The pgRNA leaders of Banana streak viruses all possess an extensive stem-loop structure, whereas the dsRNAs region from the stem-loop structure may be cleaved into sRNAs (small RNAs) by a Dicer-like (DIL) protein; this mechanism has been observed in the 35S RNA leader of Cauliflower mosaic virus as a major source of CaMV-derived siRNAs and these siRNAs molecule potentially down-regulated host transcripts during infection ^[15]. Interestingly, the 35S RNA leader is well-conserved in sequence and structure among CaMV strains ^[15]; on the contrary, the pgRNA leaders from different BSVs species, given the greater variation in their sequence, appear to have evolved to produce a diverse range of secondary structures. Also, discrete vsRNAs (virus-derived small RNAs) from several mammalian DNA viruses have been shown to regulate the viral genome expression in cis and inhibit expression of specific host gene transcripts ^{[7, 22]}. This might be reminiscent of the extensive stem-loop structures that exist in BSV which act as sources of virus-derived siRNAs, and which are thought to guide cleavage of viral transcripts after their incorporation into a RNA-induced silencing complex (RISC). The variation in vsRNA properties originated from the different pgRNA leaders at transcriptional level could be attributed to differences of interfering regulatory roles in viral infections on different phenotypes banana hosts which correspond to distinct BSV species. If this were the case, this would bring about production of truncated BSV pgRNA transcript and the deletion transcript might be reverse transcribed into defective DNA (in contrast to the complete viral genome), as subgenomic DNA of progeny virions. This proposed model may explain the occurrence of defective genomes in BSAcYNV. However, it cannot be excluded that other possiblities (such as homologous recombination, integration etc.) could also contribute to the occurrence of these sub-genome sequences. To date, whether the defective genomic DNA of BSAcYNV is a discrete replicon in infected hosts has not been determined.

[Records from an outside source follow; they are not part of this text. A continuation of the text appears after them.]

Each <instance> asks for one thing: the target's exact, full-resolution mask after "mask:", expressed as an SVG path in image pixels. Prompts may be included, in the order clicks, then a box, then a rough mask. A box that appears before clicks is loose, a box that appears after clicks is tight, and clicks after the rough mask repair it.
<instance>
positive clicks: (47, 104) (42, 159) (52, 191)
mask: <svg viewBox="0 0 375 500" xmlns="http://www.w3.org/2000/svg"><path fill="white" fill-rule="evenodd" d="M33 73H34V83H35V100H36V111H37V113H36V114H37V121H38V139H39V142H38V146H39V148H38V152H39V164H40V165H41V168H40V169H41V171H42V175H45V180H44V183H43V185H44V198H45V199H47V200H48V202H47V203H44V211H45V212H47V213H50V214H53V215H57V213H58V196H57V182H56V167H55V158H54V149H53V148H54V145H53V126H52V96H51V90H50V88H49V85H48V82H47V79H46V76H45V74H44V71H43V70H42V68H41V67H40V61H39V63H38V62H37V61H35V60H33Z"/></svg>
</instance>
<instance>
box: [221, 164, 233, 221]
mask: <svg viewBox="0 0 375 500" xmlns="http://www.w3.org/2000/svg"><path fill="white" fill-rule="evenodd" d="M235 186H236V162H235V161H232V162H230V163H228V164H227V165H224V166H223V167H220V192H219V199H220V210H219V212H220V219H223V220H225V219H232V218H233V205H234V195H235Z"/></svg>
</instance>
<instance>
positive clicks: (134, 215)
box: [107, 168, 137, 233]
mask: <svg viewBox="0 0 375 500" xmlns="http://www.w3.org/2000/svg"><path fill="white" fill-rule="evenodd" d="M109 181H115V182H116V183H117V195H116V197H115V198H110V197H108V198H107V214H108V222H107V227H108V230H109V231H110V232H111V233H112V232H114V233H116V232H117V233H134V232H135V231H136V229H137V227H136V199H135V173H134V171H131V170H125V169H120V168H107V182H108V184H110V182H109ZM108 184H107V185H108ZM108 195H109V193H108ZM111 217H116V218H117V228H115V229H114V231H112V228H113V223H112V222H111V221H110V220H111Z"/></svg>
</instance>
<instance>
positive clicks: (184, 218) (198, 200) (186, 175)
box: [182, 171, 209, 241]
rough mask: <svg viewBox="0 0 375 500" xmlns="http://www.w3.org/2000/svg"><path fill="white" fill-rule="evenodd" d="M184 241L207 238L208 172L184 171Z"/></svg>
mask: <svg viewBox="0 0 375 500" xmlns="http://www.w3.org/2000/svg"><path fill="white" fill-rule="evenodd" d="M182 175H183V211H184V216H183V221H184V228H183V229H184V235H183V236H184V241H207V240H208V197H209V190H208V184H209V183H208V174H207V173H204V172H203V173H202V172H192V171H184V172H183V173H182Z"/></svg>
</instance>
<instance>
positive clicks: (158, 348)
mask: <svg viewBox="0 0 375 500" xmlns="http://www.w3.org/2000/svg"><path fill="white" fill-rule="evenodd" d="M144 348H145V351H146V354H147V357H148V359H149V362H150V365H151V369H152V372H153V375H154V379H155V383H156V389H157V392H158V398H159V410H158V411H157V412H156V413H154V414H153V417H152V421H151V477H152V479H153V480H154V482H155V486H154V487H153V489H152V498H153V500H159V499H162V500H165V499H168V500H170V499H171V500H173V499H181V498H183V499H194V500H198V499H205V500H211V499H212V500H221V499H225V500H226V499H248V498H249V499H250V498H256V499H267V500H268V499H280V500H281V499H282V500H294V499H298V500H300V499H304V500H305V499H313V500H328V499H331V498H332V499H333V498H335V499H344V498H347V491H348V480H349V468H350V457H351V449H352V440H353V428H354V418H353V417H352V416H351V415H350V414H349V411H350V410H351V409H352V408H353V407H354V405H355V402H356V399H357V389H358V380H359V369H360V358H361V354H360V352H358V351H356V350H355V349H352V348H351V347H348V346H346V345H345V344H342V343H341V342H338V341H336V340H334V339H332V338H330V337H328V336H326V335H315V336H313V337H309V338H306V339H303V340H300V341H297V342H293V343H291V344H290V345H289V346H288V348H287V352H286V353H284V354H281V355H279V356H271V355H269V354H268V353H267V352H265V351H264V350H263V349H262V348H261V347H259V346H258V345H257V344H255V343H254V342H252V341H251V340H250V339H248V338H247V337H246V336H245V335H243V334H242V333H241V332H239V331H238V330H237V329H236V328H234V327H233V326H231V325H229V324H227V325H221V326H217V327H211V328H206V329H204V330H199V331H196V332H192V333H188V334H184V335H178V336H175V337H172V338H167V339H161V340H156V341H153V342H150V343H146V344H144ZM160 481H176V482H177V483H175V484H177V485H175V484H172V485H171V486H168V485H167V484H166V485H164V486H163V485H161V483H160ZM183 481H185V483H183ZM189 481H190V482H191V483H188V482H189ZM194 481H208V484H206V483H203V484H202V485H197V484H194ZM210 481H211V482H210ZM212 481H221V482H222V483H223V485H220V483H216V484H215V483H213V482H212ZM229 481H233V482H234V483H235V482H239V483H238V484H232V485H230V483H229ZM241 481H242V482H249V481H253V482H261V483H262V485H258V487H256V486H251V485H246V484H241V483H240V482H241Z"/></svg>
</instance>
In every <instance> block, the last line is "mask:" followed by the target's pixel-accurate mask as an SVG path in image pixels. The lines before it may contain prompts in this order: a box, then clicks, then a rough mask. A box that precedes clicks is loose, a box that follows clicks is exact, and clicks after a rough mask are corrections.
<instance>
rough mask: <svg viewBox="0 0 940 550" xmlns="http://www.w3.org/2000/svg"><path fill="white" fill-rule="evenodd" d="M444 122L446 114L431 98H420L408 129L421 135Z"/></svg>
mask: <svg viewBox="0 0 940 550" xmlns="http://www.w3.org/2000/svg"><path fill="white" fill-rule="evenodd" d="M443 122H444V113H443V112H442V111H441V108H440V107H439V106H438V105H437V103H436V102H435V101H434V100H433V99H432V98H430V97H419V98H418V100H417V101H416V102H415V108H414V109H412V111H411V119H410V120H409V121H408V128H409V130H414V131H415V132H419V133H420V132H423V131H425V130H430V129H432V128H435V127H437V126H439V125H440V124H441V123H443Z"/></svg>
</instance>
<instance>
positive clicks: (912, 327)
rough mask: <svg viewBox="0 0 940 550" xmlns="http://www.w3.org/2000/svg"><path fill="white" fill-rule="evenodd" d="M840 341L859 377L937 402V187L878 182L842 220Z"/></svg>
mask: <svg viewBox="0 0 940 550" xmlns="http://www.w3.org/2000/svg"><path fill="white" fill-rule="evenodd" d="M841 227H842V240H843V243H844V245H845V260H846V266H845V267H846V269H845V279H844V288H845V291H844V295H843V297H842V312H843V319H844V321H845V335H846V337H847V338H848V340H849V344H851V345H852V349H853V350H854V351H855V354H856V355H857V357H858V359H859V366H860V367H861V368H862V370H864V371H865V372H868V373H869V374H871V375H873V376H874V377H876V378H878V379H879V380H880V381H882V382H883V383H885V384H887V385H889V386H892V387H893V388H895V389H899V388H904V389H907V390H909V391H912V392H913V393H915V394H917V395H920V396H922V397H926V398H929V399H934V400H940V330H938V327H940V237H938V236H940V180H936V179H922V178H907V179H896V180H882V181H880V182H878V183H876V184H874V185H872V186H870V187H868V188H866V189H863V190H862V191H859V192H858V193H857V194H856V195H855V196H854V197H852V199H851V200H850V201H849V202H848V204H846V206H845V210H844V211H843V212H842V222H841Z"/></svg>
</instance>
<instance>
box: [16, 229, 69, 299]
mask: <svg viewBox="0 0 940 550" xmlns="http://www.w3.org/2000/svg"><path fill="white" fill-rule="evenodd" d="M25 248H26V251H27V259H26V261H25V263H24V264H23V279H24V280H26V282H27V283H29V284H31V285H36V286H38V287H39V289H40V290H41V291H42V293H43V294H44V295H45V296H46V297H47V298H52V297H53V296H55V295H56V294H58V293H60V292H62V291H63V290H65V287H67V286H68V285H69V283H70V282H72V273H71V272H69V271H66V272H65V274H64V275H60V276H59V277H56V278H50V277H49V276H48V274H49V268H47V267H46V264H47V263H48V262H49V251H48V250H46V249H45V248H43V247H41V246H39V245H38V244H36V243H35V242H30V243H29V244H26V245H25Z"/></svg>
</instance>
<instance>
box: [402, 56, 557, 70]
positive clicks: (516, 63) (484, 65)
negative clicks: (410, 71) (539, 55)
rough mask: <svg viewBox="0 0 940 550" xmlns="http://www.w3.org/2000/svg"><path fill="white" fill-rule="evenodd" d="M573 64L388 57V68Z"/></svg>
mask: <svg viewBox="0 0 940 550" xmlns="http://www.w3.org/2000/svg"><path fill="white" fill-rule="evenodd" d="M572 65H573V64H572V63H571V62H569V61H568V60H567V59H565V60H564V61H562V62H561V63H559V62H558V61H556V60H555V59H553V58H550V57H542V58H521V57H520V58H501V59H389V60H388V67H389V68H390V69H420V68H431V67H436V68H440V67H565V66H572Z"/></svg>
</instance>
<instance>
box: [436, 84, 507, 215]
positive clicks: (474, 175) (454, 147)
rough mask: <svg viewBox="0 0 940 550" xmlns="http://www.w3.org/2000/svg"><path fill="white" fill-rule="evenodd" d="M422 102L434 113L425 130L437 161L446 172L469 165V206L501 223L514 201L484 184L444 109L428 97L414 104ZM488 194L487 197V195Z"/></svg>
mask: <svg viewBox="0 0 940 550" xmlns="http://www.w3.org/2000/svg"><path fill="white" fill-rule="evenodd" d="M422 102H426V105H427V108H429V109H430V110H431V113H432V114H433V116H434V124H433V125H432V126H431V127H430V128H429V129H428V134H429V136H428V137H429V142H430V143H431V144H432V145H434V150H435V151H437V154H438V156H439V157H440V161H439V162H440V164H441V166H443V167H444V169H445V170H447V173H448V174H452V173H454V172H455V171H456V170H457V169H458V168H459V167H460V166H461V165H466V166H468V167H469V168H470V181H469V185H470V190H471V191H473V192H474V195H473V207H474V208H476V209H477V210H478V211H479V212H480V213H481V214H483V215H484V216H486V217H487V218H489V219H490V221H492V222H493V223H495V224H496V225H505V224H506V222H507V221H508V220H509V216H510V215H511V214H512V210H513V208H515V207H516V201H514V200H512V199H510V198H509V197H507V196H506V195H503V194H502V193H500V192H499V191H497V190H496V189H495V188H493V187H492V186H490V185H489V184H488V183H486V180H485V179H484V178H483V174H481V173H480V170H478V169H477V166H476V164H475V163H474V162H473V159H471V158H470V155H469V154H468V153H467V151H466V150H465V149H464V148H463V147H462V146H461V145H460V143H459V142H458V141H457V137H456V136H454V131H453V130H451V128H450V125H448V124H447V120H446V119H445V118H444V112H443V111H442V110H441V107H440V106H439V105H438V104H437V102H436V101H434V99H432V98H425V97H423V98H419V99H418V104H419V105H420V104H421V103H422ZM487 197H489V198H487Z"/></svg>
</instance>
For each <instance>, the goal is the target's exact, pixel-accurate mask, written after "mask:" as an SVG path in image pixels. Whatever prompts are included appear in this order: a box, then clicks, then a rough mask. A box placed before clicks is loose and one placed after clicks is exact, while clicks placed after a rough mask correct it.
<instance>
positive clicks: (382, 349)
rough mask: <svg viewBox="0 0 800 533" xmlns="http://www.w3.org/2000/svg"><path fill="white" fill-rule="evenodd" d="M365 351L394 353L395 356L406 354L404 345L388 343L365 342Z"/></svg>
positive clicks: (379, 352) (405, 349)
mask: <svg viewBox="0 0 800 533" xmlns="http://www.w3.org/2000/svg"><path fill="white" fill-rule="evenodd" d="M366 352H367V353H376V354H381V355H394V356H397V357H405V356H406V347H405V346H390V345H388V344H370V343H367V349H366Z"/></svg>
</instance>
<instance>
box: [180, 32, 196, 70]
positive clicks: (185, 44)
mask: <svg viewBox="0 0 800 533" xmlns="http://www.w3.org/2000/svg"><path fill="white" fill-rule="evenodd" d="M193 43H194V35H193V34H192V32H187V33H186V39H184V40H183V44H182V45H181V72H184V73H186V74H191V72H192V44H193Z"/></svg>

Among the all BSV isolates, the highest identities at both nucleotide and aa levels were shared by BSAcYNV and BSAcVNV; moreover, the neighbor-joining phylogenetic trees suggested BSAcYNV has the closest evolutionary relationship to BSAcYNV in banana streak badnaviruses. Given their adjacent geographical regions (BSAcYNV is from Yunnan province in China, BSAcVNV is from Vietnam, and Yunnan province borders Vietnam.) and their hosts with similar genetic background (the hosts of the two BSV isolates were both isolataed from M. Acuminata), BSAcYNV and BSAcVNV may be regarded as close virus isolates that can be discriminated from other distinct BSV strains.